Zudem begründete das dreistündige ­Musical die Verbindung von Filmbusiness und Musikwelt im „Star“-Thema: Bevor ­Esther (Judy Garland) zum nächsten großen Filmstar avanciert, ist sie bereits eine populäre Sängerin. Vollends ins Musikmilieu verlegte die Geschichte dann der Film von 1976 mit Barbra Streisand und Kris Kristofferson, an den die Story von Bradley Coopers Film deshalb am deutlichsten andockt.

Die Passagen von Aufstieg und Fall der Stars hat Cooper zeitgemäß verdichtet, hier geht alles aber viel schneller als in früheren Ver­sionen: Ein Youtube-Clip, der von Millionen geklickt wird, ist da schon der halbe Weg zum Pop-Olymp. Noch interessanter ist aber der Gegensatz zwischen den verschiedenen ­musikalischen Stilen und den damit verbundenen Konzepten.

Anfangs passen Allys meist zum Klavier vorgetragene Songs als ruhigere Momente durchaus noch zu Jacksons Rumpelrock, den Cooper – nach 18 Monaten Gesangsunterricht – sehr authentisch mit Lukas Nelson & The Promise of the Real als Begleitband darbietet. Aber mit der Zeit wird deutlich, dass Cooper hier das Konzept eines explizit männlichen (und weißen) Macho-Rocks mit vermeintlich „ehrlichem“ Flair durch einen Popstar ablöst, der stilistisch, optisch und in seiner sexuellen Ausstrahlung gar nicht mehr festgelegt ist.

Hat Ally zu Beginn noch das Cover von Carole Kings „Tapestry“-Album, einer Ikone des Singer-Songwriter-Stils, über dem Bett hängen, schleichen sich mit der Ankunft ­eines professionellen Produzenten schnell die schwarzen Dance-Grooves in ihre Musik ein.
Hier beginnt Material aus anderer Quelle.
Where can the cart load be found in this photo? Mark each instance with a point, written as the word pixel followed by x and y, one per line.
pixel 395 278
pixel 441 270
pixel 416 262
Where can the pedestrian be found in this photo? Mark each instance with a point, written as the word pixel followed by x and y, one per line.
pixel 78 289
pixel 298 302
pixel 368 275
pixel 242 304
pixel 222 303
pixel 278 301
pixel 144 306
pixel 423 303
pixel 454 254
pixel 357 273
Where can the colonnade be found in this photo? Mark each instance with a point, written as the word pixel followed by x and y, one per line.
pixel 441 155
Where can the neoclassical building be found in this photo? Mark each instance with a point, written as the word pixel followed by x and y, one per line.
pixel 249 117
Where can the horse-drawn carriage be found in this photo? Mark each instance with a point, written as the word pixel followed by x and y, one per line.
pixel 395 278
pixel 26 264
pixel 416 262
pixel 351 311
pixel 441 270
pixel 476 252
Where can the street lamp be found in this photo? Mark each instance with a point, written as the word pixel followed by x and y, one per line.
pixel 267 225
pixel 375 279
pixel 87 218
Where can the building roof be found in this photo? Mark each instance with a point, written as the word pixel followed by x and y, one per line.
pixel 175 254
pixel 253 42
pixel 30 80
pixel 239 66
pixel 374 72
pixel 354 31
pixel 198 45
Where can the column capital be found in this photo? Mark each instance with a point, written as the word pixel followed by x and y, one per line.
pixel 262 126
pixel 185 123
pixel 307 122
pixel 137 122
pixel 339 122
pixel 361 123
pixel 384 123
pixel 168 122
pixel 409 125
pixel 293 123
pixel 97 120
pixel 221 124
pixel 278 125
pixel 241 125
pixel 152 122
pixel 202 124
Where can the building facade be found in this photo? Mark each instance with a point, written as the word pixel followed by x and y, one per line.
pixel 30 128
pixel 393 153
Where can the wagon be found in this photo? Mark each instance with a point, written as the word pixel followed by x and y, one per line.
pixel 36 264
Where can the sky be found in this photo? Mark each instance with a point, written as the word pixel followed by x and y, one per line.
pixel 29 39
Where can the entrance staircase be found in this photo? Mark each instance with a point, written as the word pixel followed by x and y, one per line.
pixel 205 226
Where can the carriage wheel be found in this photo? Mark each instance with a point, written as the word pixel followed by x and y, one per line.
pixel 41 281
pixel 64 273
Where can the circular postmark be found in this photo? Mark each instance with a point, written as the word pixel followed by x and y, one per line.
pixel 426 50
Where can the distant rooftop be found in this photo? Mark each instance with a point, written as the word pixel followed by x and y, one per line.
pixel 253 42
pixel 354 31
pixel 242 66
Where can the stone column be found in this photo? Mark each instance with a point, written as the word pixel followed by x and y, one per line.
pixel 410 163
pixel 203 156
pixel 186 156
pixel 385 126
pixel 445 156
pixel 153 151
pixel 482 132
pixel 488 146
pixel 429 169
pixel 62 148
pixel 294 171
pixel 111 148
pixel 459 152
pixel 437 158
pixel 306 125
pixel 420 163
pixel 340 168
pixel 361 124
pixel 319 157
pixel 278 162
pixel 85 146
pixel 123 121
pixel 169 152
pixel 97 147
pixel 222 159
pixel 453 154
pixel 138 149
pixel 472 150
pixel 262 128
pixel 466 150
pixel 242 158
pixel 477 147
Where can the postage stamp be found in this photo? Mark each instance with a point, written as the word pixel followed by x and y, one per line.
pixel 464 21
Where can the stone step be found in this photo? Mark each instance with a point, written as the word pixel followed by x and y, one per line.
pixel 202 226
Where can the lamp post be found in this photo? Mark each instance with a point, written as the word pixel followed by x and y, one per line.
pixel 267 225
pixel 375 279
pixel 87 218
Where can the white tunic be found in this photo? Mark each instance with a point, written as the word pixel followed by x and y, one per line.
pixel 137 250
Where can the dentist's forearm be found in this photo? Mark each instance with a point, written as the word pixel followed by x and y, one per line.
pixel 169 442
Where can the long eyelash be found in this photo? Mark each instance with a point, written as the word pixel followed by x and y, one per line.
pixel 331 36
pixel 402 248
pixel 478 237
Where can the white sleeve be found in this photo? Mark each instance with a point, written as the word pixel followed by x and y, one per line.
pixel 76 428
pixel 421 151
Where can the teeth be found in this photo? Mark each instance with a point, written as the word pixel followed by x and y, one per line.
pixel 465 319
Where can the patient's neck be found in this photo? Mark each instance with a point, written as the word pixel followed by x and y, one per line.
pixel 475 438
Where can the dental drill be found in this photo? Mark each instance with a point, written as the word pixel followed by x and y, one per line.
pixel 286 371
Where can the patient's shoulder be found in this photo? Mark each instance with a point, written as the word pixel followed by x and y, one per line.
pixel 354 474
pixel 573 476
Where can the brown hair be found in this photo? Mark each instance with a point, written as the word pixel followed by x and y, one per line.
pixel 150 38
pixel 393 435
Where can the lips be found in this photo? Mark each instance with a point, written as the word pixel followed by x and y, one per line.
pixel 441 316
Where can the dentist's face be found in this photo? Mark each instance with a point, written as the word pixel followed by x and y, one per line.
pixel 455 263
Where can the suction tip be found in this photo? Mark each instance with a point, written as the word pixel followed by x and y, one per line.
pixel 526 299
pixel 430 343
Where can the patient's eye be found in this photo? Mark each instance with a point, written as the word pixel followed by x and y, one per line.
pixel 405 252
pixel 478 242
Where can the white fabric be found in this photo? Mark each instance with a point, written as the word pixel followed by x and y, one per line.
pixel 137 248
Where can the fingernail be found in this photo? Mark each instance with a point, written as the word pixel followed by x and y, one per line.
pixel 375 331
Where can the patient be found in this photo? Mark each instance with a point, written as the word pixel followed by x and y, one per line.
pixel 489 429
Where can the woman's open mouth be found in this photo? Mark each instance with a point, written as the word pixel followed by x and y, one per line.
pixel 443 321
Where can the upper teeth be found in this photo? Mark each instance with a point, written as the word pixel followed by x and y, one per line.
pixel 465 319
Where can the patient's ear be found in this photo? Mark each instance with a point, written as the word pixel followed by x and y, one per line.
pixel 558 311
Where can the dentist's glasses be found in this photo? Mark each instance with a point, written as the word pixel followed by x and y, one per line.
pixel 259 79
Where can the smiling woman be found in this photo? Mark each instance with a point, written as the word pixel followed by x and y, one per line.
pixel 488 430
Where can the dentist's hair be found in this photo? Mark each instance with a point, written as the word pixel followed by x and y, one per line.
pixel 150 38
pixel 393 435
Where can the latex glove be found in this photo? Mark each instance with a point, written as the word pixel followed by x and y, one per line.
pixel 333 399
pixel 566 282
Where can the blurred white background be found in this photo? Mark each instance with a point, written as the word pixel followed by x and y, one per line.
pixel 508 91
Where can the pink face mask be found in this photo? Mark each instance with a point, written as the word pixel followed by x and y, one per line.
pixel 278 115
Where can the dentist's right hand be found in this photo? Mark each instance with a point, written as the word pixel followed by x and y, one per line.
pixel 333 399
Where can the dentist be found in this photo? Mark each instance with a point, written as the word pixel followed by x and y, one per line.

Die Haare werden gefärbt, Glitzerkostüme angezogen, Choreografien einstudiert. ­Einen Widerspruch scheint Ally darin nicht zu erkennen – und Lady Gaga vermutlich auch nicht, denn das ist im Grunde ihre Geschichte.

Jackson hat dem Untergang seiner überholten Welt hingegen nur Alkohol und Selbstmitleid entgegenzusetzen. Das kann man vielleicht auch als politisches Statement lesen. Als Regiedebüt ist Bradley Coopers „A Star Is Born“ beeindruckend: Mit großer handwerklicher Souveränität ringt er dem alten Thema neue Aspekte ab und führt seine Schauspieler*innen – bis in die Nebenrollen und inklusive sich selbst – zu exzellenten Leistungen.

A Star Is Born USA 2018, 135 Min., R: Bradley Cooper, D: Bradley Cooper, Lady Gaga, Sam Elliott, Start: 4.10.